Just catching up on some interesting data on China, courtesy of @AmbroseEP, showing debt to GDP ratios for China's real economy:
Now, note that the comparatives are all advanced economies that can carry, normally, higher debt levels. Which makes China's 282% estimated total debt pile rather large.
The chart references as a source data presented in this (see scone chart) http://trueeconomics.blogspot.ie/2015/03/5315-troika-tale-of-irish-debt.html but adjusted to reflect RBS estimates. which pushes McKinsey point for China horizontally to the levels close to Greece.
As someone else pointed out, nominal GDP growth in China is apparently now lower than interest on debt.
Meanwhile number of stock market accounts has gone exponential in recent days - using borrowed money (Chinese residents borrowed over Yuan 1 trillion or Euro150 billion worth of cash to pump into stock markets):
Economy is clearly slowing down in China, with conflicting reports and estimates of 1Q 2015 growth suggesting possible contraction in the real economy and domestic demand. (See http://www.irishtimes.com/business/economy/china-equity-markets-boom-while-economic-growth-stutters-1.2182547).

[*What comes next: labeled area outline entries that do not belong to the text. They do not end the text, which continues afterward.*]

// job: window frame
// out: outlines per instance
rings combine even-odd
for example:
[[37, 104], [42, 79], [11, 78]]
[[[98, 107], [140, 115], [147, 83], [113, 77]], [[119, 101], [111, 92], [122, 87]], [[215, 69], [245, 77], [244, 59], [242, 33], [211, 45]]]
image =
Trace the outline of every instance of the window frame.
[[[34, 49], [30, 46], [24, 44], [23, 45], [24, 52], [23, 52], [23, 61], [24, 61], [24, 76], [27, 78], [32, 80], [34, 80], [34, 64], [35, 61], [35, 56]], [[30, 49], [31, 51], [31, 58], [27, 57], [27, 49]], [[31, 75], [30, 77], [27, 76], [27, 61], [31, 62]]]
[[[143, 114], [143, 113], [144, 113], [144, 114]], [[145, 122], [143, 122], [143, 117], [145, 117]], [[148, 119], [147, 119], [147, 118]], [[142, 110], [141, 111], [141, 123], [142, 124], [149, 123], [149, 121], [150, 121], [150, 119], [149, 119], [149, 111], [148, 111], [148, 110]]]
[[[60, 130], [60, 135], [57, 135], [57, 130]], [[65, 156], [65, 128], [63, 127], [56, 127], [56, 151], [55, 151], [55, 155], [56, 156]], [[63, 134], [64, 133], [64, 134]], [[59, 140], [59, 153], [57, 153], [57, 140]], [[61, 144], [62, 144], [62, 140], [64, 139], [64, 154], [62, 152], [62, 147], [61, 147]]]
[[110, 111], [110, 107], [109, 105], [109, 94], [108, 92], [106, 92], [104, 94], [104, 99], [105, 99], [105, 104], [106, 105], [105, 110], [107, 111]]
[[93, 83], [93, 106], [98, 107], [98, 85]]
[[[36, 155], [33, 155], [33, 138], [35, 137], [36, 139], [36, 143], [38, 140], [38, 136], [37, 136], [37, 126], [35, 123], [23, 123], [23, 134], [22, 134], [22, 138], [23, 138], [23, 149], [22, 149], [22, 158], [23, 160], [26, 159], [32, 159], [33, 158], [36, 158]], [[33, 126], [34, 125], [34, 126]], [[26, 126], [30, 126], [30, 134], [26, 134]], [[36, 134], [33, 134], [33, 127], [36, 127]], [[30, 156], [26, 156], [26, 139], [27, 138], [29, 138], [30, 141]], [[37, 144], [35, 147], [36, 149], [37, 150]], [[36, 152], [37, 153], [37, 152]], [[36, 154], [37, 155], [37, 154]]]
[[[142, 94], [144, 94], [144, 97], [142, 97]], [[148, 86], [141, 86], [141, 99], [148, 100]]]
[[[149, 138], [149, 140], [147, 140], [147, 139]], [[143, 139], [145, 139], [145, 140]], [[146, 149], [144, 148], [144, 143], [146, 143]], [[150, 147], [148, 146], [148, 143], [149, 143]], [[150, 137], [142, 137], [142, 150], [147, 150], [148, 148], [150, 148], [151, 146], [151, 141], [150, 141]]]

At the top of debt chain are local authorities: latest official data shows borrowings by the local authorities were up by almost 50% since the start of H2 2013 to c. 16 trillion yuan. Local authorities debt growth accounts for a quarter of changes in overall domestic debt since 2008. Recently, the IMF warned China that the country overall economic debt is expanding at a faster pace than debt in Japan, South Korea and the U.S. grew before the onset of the Global Financial Crisis.
My view: when this pile of Chinese debt blows, things will get spectacularly ugly, globally.